Евгения Николаевича я нашел сильно постаревшим. Лицо его, больше покойное, получило какой-то клерикально-задумчивый оттенок; сухая, матовая бледность придавала его лицу что-то неживое; темные обводы около глаз, больше прежнего впавших, делали зловещим прежнее грустное выражение их.
– Вы бежите от нас, Евгений Николаевич, за океан, – сказал я ему.
– И вам советую.
– Что же так?
– Утомительно-с очень здесь.
– Да ведь вы это знали и прежде, вы мне говорили это восемь лет тому назад.
– Это правда, но, признаюсь, я думал, что будет война.
– Какая война?
– Война! – И он покрутил рукой.
– Это вы в Калабрии сделались таким кровожадным?
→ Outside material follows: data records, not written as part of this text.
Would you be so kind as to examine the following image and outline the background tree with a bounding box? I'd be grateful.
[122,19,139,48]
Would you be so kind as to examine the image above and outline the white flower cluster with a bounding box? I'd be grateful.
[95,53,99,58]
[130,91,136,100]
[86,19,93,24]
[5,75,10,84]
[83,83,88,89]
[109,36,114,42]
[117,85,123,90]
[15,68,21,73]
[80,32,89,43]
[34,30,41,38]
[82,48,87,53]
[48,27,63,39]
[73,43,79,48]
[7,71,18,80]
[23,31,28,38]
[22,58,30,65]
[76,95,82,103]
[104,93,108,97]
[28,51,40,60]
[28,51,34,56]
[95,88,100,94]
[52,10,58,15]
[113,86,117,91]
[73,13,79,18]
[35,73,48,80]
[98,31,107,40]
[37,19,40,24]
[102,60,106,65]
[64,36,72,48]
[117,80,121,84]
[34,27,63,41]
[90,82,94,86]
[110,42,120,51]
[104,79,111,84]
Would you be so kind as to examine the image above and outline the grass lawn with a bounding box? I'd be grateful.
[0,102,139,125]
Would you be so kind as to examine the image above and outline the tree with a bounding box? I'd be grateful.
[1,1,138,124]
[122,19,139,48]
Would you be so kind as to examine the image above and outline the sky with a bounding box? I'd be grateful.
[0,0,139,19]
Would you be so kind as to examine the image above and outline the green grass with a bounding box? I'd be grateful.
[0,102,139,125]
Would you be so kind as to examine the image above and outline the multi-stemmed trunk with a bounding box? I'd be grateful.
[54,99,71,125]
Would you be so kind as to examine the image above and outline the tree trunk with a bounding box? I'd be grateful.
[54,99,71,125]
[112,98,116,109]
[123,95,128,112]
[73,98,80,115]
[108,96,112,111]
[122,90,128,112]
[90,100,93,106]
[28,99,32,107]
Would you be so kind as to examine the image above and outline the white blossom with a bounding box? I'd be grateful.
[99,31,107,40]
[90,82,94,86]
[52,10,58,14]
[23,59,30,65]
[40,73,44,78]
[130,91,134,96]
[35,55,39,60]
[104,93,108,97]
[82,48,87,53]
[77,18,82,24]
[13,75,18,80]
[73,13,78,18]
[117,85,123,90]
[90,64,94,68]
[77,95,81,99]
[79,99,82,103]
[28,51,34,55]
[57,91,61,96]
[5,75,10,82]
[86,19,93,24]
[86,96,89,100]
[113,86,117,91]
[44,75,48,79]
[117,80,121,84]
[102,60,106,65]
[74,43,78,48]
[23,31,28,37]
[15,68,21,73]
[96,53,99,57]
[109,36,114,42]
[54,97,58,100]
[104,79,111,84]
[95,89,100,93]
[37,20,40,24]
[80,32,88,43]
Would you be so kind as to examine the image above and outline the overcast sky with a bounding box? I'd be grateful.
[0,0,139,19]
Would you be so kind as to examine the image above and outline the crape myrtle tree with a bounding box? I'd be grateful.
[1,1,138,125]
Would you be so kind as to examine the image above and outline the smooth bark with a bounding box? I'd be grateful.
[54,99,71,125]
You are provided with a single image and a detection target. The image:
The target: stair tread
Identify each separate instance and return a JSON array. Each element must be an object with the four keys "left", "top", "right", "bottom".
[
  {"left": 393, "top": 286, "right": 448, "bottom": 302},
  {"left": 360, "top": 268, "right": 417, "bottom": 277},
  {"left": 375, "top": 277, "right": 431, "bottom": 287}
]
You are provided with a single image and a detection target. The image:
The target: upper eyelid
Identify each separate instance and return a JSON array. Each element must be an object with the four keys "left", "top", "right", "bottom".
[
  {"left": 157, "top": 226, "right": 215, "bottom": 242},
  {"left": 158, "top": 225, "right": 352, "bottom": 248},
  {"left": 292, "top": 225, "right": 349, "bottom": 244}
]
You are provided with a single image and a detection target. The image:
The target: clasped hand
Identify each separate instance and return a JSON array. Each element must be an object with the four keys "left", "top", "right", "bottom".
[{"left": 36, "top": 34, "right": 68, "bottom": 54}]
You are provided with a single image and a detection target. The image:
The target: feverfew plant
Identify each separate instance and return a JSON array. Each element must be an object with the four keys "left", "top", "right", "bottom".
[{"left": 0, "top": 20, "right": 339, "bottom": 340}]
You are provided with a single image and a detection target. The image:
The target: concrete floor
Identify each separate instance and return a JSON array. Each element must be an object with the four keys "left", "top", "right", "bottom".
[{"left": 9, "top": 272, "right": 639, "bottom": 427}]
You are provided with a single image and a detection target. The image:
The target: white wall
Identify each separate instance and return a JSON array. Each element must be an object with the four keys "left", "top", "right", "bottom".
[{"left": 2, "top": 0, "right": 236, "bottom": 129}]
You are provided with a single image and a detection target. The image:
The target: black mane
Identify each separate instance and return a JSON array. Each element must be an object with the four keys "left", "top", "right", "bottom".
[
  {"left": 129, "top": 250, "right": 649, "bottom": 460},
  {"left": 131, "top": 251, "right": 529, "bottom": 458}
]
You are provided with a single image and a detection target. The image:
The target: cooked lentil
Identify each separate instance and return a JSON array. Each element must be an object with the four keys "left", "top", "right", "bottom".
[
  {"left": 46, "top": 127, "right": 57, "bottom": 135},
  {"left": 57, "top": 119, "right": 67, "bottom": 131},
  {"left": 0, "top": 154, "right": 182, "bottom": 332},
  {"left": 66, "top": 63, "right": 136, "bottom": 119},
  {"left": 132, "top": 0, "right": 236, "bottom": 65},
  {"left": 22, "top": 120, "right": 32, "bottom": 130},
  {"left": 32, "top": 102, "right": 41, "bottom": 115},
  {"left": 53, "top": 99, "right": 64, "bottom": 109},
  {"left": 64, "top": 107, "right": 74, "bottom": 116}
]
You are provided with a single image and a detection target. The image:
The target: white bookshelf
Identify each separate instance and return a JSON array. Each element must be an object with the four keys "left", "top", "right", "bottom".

– Мне, собственно, ничего, но больно быть свидетелем, вчуже жаль молодое поколение.
– Да войну вам на что? Чтоб помочь молодому поколению?
– Я не виноват, вопрос так стал.
– Каюсь вам чистосердечно, что ясно вашей мысли не понимаю.
– Нашла коса на камень! – вставил Филипп Данилович.
– Это оттого, что вы и сомневаетесь, и верите. Это беда-с. «Ясно, что столы не вертятся», а тут вопрос: «Ну, а как столы в самом деле вертятся?» – оно и не ясно-с. Вот Филипп Данилович другое дело, он ортодокс, он и знает, как там прогресс идет и все так к лучшему. А я вот, как ни прикидываю, вижу, что люди заступили за постромку и все дальше и дальше несутся в болото.
– Лошадь заступила за постромку, так ей ноги прочь, сейчас ампутацию. Радикальное лечение! – заметил лекарь.